Test Accuracy = 0.386189 


In [58]:
from pyspark.ml.classification import LogisticRegression

lr = LogisticRegression(maxIter=4, regParam=0.2)

# Chain assembler and tree in a Pipeline
pipeline = Pipeline(stages=[assembler, lr])

# Train model.
model = pipeline.fit(trainingData)

# Make predictions.
predictions = model.transform(testData)

# Select example rows to display.
predictions.select("prediction", "label", "features").show(5)

# Select (prediction, true label) and compute test error
evaluator = MulticlassClassificationEvaluator(
    labelCol="label", predictionCol="prediction", metricName="accuracy")
accuracy = evaluator.evaluate(predictions)
print("Logistic Regression Accuracy = %g " % (accuracy))
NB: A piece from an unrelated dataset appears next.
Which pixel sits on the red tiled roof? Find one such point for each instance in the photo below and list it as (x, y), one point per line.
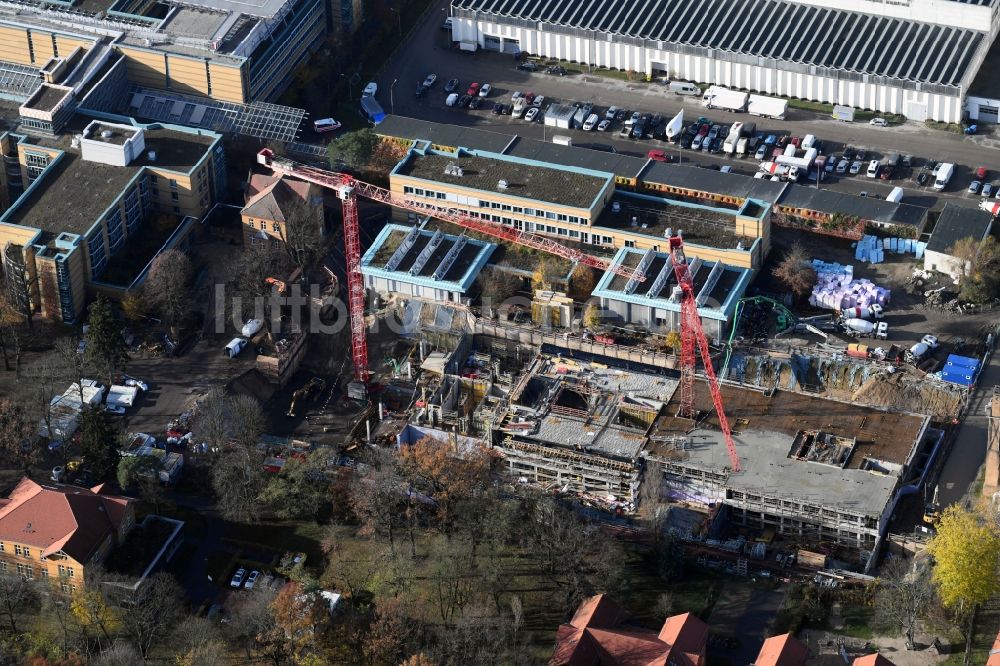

+----------+-----+--------------------+
|prediction|label|            features|
+----------+-----+--------------------+
|       2.0|  1.0|(68514,[1,2,4,5,7...|
|       1.0|  1.0|(68514,[2,3,4,5,6...|
|       2.0|  1.0|(68514,[2,3,4,5,7...|
|       1.0|  1.0|(68514,[2,3,4,5,7...|
|       2.0|  1.0|(68514,[2,3,4,5,7...|
+----------+-----+--------------------+
only showing top 5 rows

Logistic Regression Accuracy = 0.452685 


### Conclusions
Firstly, we will comment on the changes made to last week's Notebook document. We have made some changes in order to get a better result in the predictions. One of the first changes has been to filter out words that have a low IDF, namely greater than 7. This is because these words are words that are continuously repeated in the reviews and this could indicate that these words do not provide relevant information for our prediction, as they can be connectors, conjunctions or words that do not provide much meaning.
This change has been made with the following code in the RDD IDF from previous practice:

```
IDF = IDF.filter(lambda x: x[1] > 7.0)
```

Another of the changes, focused in the same direction, has been to eliminate what we call stopwords. This has been done using the **nltk** package and the following instructions:


```
import nltk
from nltk.corpus import stopwords
nltk.download('stopwords')
stops = set(stopwords.words('spanish'))
```

And then we filter in the **countWords** function of the previous Notebook.

Finally, to carry out our prediction we have used two ML-based models: Decission Tree Algorithm and Logistic regression. On these we have modified some hyperparameters to obtain a better result. Thus obtaining that the Logistic Regression model has a higher accuracy. This may be due to several factors: Decision trees are non-linear models that can create complex decision boundaries. In the context of predicting film scores based on reviews, a decision tree may overfit the data by creating a complex tree structure that captures noise in the training data, resulting in lower accuracy on unseen data.
Logistic Regression is a linear model that is generally simpler and less prone to overfitting. It models the relationship between input features and the target variable (film scores) in a more linear and interpretable manner.

In addition, the quality and quantity of data also play a crucial role. In this case we may not have a large amount of data and the indicator we are using (tf*IDF) is too basic.

But on balance, we have obtained very low accuracies, which may be due to the simplicity of these models and to the fact that they only create relationships between the occurrence of words and the attainment of certain scores. To obtain better results, it would be more appropriate to consider more features about the reviews and the words used.